Investor Nelson Peltz concerned many at Procter & Gamble (NASDAQ:$PG) when he announced his strategic plan to boost shareholder value. Specifically, his plan could lead to higher costs, lower profits, and the potential breakup of the company.
Peltz’s Trian Partners released its long-awaited proposal on Wednesday, calling for P&G to be restructured into “three largely autonomous business units under a lean holding company”. Trian is P&G’s fifth-largest shareholder, who has been locked in a prolonged battle with the consumer products conglomerate.
P&G’s immediate response: “Mr. Peltz’s suggestions would be value destructive, and we believe it represents another example of his misguided view of P&G’s business.”

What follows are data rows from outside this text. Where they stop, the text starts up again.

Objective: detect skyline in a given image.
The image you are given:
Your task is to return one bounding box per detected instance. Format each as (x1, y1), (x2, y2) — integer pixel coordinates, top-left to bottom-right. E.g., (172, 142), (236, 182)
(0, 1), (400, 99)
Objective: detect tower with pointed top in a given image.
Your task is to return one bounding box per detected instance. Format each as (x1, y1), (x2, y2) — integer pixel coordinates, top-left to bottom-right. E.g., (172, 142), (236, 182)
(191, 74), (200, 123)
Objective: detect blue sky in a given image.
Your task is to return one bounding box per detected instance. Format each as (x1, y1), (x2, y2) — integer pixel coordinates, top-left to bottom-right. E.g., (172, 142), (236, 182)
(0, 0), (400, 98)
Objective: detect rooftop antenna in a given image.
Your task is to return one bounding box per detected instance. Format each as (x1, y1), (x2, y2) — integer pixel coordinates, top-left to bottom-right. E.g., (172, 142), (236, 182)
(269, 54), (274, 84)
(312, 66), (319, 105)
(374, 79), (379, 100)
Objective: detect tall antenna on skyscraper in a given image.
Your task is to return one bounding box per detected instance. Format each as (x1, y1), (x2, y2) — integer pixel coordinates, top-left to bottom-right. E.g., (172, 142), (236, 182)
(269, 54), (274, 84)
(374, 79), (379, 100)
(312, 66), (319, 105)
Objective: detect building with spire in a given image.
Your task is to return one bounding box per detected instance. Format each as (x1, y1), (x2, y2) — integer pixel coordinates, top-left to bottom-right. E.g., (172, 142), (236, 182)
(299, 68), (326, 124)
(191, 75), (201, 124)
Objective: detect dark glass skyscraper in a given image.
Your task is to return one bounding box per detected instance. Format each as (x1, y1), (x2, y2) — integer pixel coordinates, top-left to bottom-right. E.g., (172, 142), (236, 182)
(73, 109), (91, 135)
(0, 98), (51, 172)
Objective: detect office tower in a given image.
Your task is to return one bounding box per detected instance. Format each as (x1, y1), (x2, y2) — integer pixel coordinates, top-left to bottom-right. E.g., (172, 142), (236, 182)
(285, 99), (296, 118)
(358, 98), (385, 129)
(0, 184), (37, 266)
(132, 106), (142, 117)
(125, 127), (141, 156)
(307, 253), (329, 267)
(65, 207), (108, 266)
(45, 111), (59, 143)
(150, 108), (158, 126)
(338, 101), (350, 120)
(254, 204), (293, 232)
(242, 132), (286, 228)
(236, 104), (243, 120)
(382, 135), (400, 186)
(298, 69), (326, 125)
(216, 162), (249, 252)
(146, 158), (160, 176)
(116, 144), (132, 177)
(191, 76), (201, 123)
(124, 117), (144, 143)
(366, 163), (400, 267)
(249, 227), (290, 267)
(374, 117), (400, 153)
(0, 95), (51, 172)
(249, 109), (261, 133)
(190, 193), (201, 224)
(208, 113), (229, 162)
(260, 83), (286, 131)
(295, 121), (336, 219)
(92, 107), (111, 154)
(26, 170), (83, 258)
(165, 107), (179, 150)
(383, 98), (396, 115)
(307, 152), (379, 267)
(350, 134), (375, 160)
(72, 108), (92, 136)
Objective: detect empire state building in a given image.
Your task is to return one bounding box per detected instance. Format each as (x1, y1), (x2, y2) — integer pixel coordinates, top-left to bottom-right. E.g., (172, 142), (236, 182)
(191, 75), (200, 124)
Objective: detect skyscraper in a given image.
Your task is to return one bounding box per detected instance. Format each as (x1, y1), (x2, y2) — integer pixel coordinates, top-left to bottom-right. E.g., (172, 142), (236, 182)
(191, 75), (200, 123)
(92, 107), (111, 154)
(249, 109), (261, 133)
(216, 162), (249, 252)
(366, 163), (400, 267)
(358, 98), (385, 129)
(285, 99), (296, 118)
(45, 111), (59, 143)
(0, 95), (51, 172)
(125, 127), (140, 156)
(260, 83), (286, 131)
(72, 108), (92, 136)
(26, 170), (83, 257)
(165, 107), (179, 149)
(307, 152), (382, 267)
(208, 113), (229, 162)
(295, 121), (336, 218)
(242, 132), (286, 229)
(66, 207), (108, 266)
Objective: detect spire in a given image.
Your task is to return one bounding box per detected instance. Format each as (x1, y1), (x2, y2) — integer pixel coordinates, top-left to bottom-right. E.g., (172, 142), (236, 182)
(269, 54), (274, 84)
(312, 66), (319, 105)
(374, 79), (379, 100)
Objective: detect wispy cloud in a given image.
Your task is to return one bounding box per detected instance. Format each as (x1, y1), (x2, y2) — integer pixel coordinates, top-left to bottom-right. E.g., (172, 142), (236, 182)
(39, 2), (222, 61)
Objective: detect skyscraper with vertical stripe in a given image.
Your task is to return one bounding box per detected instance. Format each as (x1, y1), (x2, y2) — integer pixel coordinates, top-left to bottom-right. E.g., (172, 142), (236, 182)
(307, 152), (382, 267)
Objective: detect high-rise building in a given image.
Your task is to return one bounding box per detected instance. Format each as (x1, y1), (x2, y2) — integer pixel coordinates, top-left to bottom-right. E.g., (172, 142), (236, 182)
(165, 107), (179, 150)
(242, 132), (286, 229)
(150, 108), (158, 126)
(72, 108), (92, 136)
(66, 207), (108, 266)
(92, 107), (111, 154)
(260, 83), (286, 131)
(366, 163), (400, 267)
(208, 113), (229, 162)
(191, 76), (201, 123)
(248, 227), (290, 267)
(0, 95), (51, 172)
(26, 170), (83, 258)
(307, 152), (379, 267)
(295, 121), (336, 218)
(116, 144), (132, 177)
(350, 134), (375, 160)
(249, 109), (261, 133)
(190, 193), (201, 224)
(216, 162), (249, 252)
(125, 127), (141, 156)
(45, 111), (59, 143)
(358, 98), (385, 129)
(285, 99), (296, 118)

In fact, the company had already studied several organizational structures, including the one proposed by Peltz, and concluded generally negative results.
It comes as no surprise that Peltz has been seeking a board seat at P&G for some time now. However, he has been turned down due to irreconcilable differences with the company’s management.
P&G states: “The board evaluated Mr. Peltz against its previously identified list of desired skills and experiences and concluded that he did not fill a current need.” Additionally, the company refused to give positive recommendations about Peltz.
On Oct. 10th, the shareholders will vote on whether or not Peltz will be added to the board.
Interestingly, P&G’s shares have risen 5.5% since Peltz announced his stake.